NAME
Store::Directories - Manage a key/value store of directories with controls for concurrent access and locking.
SYNOPSIS
use Store::Directories;
# Create a new store at given directory
# (or adopt one that is already there)
my $store = Store::Directories->init("path/to/store/")
# (In this example, we create a new directory containing a text file
# and then atomically increment the value written in the file)
my $value = 1;
# Get a directory with the key 'foo' in the store,
# creating it if it doesn't exist yet
my $lock;
my $dir = $store->get_or_add('foo' {
# as an option, we can provide a subroutine to use to
# initialize the directory contents if we create it
# (but if the directory already exists, this won't be called)
init => sub {
my $dir = shift;
open(my $fh, '>', "$dir/hello.txt") or die "could not open file: $!";
print $fh $value;
close $fh;
}
});
{
# Get an exclusive lock on the directory before reading/writing to it.

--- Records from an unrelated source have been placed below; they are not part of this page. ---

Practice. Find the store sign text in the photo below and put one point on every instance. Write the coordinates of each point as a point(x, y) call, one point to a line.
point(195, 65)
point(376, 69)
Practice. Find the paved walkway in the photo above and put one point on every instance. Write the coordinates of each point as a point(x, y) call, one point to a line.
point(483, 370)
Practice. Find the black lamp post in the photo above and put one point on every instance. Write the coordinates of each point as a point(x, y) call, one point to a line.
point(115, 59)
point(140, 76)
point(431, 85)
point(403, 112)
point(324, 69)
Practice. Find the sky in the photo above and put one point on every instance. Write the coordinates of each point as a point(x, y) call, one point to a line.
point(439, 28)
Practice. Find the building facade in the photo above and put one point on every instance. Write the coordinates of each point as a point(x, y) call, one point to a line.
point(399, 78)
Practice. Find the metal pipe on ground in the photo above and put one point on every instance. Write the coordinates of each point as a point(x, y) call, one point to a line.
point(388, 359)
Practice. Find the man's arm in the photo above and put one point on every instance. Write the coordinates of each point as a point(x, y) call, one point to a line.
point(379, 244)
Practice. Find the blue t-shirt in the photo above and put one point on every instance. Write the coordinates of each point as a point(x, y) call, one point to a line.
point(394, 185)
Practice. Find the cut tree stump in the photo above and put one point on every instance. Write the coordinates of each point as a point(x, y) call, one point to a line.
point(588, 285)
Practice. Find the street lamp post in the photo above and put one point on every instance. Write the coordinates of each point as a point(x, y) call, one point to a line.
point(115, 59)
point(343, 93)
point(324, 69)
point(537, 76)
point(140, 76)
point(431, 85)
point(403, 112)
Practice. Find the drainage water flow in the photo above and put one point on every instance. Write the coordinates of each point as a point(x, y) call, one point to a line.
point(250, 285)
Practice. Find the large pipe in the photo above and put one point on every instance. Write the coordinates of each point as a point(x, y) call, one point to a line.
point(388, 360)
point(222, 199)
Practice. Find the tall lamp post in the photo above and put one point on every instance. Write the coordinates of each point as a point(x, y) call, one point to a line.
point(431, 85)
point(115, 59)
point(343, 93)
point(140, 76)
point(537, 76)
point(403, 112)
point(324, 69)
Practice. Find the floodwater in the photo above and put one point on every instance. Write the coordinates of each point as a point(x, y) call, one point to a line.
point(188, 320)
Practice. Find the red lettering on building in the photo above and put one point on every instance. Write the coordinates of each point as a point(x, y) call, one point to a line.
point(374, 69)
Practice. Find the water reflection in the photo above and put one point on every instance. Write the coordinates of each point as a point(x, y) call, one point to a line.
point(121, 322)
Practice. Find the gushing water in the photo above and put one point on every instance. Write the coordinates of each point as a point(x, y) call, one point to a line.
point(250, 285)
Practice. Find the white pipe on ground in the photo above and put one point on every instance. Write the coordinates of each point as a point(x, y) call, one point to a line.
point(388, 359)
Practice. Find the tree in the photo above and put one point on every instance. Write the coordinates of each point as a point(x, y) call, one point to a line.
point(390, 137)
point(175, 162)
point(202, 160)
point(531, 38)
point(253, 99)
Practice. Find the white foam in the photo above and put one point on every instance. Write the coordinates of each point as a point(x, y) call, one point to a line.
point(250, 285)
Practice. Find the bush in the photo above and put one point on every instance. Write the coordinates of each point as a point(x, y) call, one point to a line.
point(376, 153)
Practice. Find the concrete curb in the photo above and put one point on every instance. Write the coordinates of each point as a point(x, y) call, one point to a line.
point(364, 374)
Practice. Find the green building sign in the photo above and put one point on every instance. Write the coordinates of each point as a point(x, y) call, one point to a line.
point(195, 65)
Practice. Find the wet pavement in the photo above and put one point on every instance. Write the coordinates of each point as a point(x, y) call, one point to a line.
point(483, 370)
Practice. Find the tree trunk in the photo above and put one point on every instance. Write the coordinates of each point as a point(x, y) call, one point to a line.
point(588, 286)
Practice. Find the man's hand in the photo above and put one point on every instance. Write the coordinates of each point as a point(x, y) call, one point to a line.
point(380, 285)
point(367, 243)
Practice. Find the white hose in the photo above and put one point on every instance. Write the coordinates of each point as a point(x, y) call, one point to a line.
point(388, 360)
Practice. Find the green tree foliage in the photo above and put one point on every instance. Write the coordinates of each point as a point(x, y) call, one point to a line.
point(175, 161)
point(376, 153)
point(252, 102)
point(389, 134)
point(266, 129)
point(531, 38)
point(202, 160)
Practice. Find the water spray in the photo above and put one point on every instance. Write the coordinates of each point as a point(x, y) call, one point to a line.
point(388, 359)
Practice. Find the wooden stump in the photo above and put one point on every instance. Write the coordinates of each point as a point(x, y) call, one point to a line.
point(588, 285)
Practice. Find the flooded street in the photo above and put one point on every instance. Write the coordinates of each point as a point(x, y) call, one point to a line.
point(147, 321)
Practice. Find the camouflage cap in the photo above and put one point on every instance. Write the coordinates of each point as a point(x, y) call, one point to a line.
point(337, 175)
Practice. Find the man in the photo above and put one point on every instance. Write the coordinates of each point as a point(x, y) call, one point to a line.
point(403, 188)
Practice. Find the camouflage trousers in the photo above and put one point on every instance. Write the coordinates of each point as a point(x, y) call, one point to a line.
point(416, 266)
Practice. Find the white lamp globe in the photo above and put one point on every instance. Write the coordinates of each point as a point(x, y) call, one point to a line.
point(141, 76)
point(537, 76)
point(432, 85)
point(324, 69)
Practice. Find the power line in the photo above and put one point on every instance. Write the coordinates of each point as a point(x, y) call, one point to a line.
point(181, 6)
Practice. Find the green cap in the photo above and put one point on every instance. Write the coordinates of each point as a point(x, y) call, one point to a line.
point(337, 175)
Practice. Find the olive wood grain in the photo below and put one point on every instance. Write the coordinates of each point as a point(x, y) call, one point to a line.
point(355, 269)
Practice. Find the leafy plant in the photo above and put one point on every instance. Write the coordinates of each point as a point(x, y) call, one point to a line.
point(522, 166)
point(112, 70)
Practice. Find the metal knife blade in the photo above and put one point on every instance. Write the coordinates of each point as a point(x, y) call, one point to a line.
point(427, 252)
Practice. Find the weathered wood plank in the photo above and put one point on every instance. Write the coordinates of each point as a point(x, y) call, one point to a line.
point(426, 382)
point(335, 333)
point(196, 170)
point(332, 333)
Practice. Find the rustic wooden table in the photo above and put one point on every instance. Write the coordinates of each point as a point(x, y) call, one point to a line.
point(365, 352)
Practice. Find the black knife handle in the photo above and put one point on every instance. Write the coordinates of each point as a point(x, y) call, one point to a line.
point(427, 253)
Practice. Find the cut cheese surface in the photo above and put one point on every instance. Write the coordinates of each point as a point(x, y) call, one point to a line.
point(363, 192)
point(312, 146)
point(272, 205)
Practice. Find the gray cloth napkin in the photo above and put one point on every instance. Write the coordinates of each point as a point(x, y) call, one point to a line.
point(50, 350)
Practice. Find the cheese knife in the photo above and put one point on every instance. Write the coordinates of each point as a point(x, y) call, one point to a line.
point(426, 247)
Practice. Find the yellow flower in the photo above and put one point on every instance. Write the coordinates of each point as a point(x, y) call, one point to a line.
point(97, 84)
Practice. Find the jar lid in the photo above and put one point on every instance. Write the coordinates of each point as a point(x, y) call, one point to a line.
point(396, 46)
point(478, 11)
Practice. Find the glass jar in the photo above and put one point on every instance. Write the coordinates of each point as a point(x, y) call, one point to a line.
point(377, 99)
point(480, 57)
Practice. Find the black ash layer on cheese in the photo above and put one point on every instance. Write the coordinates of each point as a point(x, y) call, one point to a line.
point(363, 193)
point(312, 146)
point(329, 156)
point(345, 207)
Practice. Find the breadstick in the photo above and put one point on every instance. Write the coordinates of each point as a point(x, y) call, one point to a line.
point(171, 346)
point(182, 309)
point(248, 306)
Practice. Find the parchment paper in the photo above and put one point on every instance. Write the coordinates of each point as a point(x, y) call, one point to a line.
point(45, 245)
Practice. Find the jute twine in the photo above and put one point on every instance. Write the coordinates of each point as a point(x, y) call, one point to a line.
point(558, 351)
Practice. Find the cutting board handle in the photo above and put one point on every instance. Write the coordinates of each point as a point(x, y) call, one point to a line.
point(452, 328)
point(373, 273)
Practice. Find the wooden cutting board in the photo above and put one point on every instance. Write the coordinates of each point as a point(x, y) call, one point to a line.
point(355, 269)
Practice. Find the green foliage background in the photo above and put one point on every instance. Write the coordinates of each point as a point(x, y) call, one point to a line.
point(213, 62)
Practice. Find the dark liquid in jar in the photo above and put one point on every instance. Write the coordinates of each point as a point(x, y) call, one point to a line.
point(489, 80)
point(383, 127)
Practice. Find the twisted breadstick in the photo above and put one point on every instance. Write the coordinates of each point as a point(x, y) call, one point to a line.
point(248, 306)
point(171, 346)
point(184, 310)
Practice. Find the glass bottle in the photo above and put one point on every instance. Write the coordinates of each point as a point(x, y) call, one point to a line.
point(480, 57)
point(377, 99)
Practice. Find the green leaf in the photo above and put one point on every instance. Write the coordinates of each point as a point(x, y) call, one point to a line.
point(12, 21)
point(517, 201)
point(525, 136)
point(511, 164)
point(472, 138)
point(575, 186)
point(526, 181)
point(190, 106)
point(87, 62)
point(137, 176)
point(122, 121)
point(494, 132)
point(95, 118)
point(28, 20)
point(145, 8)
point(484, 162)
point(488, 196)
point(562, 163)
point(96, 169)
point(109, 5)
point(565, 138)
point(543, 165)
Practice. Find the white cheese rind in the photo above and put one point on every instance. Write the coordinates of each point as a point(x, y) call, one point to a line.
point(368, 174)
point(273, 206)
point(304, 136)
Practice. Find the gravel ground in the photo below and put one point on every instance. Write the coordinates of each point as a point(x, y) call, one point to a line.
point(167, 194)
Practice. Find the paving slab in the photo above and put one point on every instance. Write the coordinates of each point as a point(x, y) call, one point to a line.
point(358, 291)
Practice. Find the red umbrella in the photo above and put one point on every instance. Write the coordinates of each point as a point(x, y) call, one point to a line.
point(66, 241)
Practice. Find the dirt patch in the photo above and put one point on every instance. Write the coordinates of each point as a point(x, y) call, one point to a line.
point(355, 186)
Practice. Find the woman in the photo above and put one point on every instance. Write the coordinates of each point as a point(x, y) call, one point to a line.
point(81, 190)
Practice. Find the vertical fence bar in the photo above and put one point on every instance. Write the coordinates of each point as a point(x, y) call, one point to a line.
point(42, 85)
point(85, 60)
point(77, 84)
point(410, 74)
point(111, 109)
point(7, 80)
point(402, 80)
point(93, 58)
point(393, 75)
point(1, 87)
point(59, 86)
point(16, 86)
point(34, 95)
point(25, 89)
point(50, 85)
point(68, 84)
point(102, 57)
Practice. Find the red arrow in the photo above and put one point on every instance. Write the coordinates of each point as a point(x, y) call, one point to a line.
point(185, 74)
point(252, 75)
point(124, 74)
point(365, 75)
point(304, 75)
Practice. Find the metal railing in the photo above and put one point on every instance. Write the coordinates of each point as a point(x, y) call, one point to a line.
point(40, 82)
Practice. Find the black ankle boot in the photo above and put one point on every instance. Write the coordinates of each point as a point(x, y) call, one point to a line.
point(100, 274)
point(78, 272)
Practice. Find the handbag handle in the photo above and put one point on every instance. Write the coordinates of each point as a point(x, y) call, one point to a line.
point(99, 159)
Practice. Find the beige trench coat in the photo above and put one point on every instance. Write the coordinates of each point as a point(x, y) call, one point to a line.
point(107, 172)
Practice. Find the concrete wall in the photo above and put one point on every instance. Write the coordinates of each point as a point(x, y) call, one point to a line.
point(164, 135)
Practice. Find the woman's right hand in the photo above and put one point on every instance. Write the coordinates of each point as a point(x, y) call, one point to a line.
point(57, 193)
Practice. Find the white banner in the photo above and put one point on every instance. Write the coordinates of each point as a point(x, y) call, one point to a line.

# This ensure no other process is reading or modifying the directory
# contents while we're working.
my $lock = $store->lock_ex('foo');
open(my $fh, '<', "$dir/hello.txt") or die "could not open file: $!";
$value = <$fh>;
open($fh, '>', "$dir/hello.txt") or die "could not re-open file: $!";
print $fh $value + 1;
close $fh;
# The lock is released once $lock is out-of-scope
}
DESCRIPTION
Store::Directories manages a key/value store of directories and allows processes to assert shared (read-only) or exclusive (writable) locks on those directories.
Directories in a Store::Directories Store are referenced by unique string "keys". Internally, the directories are named with hexadecimal UUIDS, so the keys you use to identify them can contain illegal or unusual characters for filenames. (web URLs are a common example).
Processes can perform operations on these directories in parallel by requesting "locks" on particualr directories. These locks can be either shared or exclusive (to borrow flock(2) terminology). Lock objects are obtained with the lock_sh
or lock_ex
methods of a Store::Directories instance and are automatically released once they go out of scope.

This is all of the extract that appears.